Otto, der früh eine Laufbahn als Angestellter im königlich-sächsischen Verwaltungsapparat begann, wurde noch im Jahre 1849 als Finanzrat des Königlich-Sächsischen Finanzministeriums auf der vom 16. bis 20. Oktober in Wien einberufenen Generalversammlung des Vereins deutscher Eisenbahnverwaltungen als einer der drei sächsischen Vertreter der Königlich-Sächsischen Staatsbahn aufgeführt und war somit zu dieser Zeit noch nicht Angestellter der späteren sächsischen Staatseisenbahnen. Zu diesem Zeitpunkt hatte die sächsische Staatsbahn mit einem Streckennetz von nur 31 Meilen ein Stimmrecht mit drei Vertretern in diesem Verein.

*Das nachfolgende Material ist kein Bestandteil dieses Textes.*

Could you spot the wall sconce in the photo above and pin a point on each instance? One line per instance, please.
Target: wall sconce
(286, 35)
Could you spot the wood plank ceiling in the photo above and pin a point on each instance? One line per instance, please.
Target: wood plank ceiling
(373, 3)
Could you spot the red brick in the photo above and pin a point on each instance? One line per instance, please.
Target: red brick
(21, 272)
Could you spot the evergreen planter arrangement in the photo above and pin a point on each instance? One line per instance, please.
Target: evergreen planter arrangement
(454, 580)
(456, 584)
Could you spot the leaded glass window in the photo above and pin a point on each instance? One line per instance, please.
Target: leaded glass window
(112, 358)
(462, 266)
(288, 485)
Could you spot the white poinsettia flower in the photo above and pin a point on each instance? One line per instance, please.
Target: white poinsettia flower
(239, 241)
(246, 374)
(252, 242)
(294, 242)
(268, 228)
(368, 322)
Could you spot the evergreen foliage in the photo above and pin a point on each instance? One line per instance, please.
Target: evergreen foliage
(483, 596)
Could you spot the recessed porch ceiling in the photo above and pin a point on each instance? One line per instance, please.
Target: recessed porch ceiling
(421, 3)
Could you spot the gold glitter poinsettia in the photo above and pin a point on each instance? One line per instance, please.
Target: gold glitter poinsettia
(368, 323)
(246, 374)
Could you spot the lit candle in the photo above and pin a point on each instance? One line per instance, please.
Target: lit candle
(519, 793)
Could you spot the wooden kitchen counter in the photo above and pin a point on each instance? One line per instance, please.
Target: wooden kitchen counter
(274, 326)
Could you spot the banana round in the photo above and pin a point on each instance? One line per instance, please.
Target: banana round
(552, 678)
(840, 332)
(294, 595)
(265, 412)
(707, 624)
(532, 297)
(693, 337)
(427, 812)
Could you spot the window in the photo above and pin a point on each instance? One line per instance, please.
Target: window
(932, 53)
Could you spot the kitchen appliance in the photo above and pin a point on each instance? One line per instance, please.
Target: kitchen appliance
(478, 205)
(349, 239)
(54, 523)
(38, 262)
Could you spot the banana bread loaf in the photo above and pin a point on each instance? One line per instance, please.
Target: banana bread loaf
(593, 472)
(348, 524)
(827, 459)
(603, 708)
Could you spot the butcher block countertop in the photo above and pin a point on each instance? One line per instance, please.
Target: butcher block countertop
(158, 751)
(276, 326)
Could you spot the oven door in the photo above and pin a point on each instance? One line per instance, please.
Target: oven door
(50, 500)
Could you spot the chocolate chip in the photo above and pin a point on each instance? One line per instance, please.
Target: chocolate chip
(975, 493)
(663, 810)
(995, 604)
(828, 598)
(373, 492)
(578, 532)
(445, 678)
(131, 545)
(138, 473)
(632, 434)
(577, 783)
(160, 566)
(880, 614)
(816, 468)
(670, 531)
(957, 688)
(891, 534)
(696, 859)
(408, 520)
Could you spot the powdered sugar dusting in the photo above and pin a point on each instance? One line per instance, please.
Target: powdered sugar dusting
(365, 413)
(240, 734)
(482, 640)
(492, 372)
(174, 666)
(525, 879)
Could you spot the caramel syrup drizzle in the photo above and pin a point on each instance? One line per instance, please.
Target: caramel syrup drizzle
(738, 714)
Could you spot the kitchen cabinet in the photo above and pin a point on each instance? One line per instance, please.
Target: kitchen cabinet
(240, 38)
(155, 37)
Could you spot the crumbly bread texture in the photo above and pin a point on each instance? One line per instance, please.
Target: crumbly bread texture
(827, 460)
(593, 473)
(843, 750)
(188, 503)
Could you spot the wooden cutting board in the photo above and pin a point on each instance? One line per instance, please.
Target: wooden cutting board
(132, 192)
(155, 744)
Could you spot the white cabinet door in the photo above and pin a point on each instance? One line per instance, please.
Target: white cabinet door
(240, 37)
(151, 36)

Nachdem am 31. Januar 1851 der sächsische Staat die Sächsisch-Schlesische Eisenbahngesellschaft mit deren Strecke von Dresden nach Görlitz übernahm und schließlich am 14. September 1852 die vorherige Direktion der Sächsisch-Böhmischen Staatsbahn in die „Königlich-Sächsische Staatseisenbahndirektion zu Dresden“ umbenannt wurde und ebenfalls für die Strecke nach Görlitz mit zuständig war, war nun auch der Weg für einen höheren Beamtendienst im sächsischen Eisenbahnwesen für von Tschirschky frei. Im Jahr 1855 wurde er Vorsitzender dieser Eisenbahndirektion, die bereits 1858 wieder umbenannt wurde – in „Königliche Direktion der östlichen Staatsbahnen“. 1859 wurde er als geheimer Finanzrat und einer der beiden Vorsitzenden der Staatseisenbahndirektionen vom Kaiser von Österreich mit dem Orden der Eisernen Krone, II. Klasse ausgezeichnet.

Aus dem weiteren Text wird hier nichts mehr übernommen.